Buying Cute Winter Boots, Saving Elmo, and Getting By Scraping, Barely

I consider myself a fortunate being. Somehow, after working since I was 11 and paying into the system since I was 15, amazingly I am in this beautiful space of post-work, post-parenting (but not really), and pre-death. What I am NOT in is post-learning, post-participating, or post-protecting.

I am number 5 of seven children. My mother miraculously managed a household of 9 people and one (downstairs) bathroom with military precision. I think of Henry Fonda and Lucille Ball in ‘Yours Mine and Ours” (1968) with my mom being the OIC. Dad didn’t bring any children into the marriage but there were 5 of us when he signed up.

There were rules in our household; written and unwritten. One fast rule had to do with the prizes.
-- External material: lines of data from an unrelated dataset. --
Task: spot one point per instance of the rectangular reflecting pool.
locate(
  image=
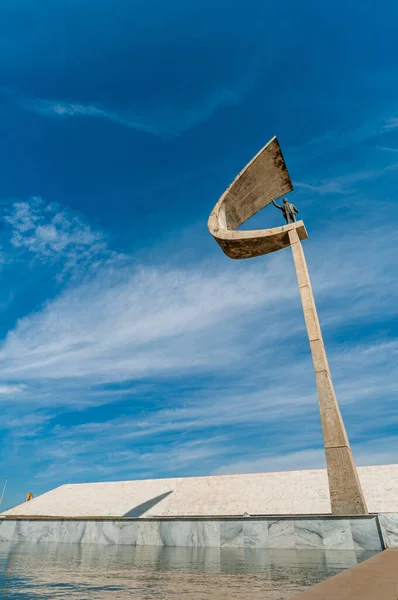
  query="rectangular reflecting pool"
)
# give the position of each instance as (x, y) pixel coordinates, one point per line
(32, 571)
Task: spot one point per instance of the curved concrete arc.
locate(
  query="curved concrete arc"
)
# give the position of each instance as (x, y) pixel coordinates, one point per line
(264, 177)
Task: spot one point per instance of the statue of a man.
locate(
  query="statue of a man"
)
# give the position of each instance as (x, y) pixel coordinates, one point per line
(288, 209)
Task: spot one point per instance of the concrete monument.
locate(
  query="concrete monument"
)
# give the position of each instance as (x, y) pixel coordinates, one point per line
(264, 178)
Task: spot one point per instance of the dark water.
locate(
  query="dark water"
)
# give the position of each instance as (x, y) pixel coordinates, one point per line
(32, 571)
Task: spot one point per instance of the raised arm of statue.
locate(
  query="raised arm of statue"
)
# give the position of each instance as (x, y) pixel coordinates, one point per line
(275, 204)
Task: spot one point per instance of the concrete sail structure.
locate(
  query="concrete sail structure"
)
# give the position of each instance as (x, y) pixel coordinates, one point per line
(266, 177)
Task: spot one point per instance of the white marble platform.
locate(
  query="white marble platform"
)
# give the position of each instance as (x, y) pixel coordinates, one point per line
(331, 533)
(281, 493)
(389, 529)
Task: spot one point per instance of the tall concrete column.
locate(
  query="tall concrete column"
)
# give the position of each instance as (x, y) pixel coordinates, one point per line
(346, 494)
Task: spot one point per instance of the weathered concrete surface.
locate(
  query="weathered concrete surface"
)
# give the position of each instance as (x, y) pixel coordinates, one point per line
(264, 177)
(345, 489)
(283, 493)
(374, 579)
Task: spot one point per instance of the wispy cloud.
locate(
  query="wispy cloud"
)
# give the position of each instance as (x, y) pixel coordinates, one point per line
(50, 233)
(344, 184)
(387, 149)
(391, 124)
(194, 359)
(161, 120)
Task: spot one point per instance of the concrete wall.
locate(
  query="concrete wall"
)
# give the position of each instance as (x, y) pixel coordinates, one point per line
(389, 529)
(282, 493)
(328, 533)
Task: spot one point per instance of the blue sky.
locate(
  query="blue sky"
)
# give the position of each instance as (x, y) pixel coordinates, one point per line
(131, 347)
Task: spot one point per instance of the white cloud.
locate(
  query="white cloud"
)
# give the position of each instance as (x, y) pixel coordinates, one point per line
(50, 233)
(164, 120)
(218, 348)
(10, 390)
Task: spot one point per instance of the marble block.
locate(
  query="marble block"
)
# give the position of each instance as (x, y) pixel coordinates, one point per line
(389, 529)
(255, 534)
(208, 533)
(308, 534)
(365, 534)
(23, 531)
(281, 534)
(231, 534)
(337, 534)
(7, 529)
(71, 532)
(128, 532)
(149, 534)
(101, 532)
(179, 533)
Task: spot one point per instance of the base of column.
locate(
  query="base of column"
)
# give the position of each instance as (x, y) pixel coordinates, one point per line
(346, 494)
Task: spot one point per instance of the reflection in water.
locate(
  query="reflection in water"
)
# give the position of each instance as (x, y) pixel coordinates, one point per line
(96, 572)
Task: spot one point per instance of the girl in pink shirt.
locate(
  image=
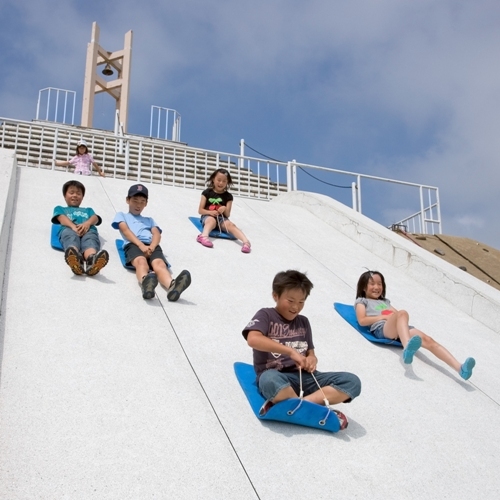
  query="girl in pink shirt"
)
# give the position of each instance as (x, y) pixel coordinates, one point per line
(82, 161)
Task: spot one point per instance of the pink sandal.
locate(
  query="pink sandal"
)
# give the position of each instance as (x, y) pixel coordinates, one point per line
(246, 248)
(204, 241)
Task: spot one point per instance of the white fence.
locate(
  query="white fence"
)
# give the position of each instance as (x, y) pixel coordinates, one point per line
(145, 159)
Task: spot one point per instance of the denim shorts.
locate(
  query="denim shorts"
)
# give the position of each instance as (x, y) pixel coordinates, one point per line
(70, 238)
(132, 251)
(273, 381)
(379, 331)
(222, 225)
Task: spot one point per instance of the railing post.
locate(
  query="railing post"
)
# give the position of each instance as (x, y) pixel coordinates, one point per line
(54, 148)
(438, 208)
(359, 194)
(241, 161)
(289, 186)
(422, 210)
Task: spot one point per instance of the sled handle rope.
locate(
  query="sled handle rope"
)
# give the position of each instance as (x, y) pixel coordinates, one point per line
(301, 395)
(301, 398)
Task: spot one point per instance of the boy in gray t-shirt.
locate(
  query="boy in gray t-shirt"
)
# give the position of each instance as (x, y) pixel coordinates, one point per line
(282, 344)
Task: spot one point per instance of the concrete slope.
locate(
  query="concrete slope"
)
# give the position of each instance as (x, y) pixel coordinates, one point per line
(104, 395)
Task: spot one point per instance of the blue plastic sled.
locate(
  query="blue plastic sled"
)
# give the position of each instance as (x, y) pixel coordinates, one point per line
(349, 314)
(290, 411)
(54, 239)
(121, 254)
(213, 234)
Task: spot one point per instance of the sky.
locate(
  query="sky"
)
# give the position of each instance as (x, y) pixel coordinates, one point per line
(408, 90)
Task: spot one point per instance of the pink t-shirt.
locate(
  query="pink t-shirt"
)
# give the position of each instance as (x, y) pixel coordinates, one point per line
(82, 164)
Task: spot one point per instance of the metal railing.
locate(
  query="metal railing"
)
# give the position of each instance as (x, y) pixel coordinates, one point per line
(138, 158)
(55, 102)
(147, 159)
(426, 221)
(166, 120)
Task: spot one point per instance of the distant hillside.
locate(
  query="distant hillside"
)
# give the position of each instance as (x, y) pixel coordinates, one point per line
(476, 258)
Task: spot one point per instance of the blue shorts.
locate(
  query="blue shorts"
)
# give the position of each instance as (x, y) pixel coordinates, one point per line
(70, 238)
(132, 251)
(379, 332)
(273, 381)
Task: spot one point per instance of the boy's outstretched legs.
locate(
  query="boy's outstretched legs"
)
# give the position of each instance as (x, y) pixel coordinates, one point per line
(174, 287)
(147, 280)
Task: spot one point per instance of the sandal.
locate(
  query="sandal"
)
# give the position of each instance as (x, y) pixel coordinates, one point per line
(99, 260)
(74, 260)
(246, 248)
(148, 285)
(178, 285)
(204, 241)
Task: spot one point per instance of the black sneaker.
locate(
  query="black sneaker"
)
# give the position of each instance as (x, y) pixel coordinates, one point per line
(74, 260)
(148, 285)
(96, 262)
(178, 285)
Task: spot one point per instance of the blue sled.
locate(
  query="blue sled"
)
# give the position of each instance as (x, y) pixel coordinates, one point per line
(349, 314)
(213, 234)
(54, 239)
(290, 411)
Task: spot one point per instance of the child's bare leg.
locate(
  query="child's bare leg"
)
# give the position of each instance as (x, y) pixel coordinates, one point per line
(396, 326)
(141, 267)
(231, 227)
(208, 224)
(438, 350)
(162, 272)
(286, 393)
(333, 395)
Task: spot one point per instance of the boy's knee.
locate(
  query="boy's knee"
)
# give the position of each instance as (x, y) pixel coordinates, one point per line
(402, 313)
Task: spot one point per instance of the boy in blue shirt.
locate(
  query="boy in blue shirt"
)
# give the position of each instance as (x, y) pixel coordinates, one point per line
(78, 234)
(141, 236)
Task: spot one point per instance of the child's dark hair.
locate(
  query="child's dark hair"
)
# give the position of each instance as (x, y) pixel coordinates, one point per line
(288, 280)
(210, 181)
(76, 184)
(363, 283)
(78, 146)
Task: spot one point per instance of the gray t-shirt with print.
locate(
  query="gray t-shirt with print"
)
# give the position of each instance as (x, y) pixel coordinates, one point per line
(296, 334)
(374, 307)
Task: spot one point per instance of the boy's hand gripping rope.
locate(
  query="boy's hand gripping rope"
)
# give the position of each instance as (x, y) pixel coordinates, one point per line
(301, 397)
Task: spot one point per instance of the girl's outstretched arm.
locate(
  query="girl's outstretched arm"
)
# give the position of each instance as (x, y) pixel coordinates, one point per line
(365, 320)
(227, 210)
(203, 211)
(98, 168)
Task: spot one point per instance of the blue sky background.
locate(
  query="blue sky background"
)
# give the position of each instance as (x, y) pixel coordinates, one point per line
(395, 88)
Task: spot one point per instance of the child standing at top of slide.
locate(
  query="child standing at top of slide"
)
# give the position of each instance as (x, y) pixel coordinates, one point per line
(215, 208)
(82, 161)
(373, 309)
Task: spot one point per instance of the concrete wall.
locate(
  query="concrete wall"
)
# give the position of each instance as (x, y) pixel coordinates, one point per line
(8, 177)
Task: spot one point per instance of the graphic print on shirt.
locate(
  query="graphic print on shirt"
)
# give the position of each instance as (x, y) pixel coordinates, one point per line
(215, 203)
(279, 332)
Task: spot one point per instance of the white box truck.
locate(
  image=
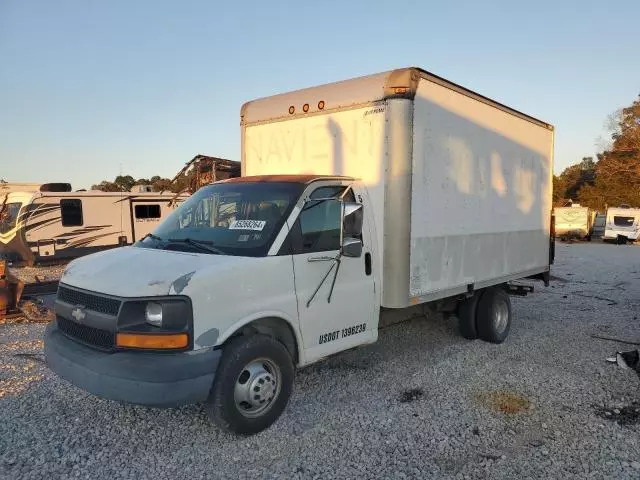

Whether it be the cherries in the can of fruit cocktail, the little package on the bottom of the box of Cracker Jack or the “free inside” toy in the cereal box, all of these had the rule of oldest served first. Being low on the pole I was often left with an empty box, bag or can and a serious longing for whatever the older ‘winner’ was holding.

Recent events have led me to compare that cereal box decoder ring with our nation’s current administration and what is being referred to as “signalgate.” It has led me to the belief that maybe all our high ranking leaders need is a spoon, a bowl, a gallon of milk and a few boxes of good old fashioned CHEX cereal to secure our most secret of secret secrets.

The threat is not just to our national secrets. It is also a threat to our personal information and well being. There is a term called “scraping,” new to this old lady, that has invaded my mental space and aided in inducing constant doubt and suspicion of everything I see or hear. If the nation’s “finest” can get caught signaling than what is happening to my text messages as well? Should I be developing my own de-coder ring to communicate with my loved ones so that I will not be spied upon (by my own government), become a suspect, and be relocated to an undisclosed location in the deep south? Maybe. Can I befuddle the AI mind as much as it has befuddled mine?

This is a lot. And on top of all this is the real news that the FFOTUS has declared war on Big Bird and Elmo. WTF, man?! I need cute winter boots and a bowl of cereal. Help, Mr. Wizard!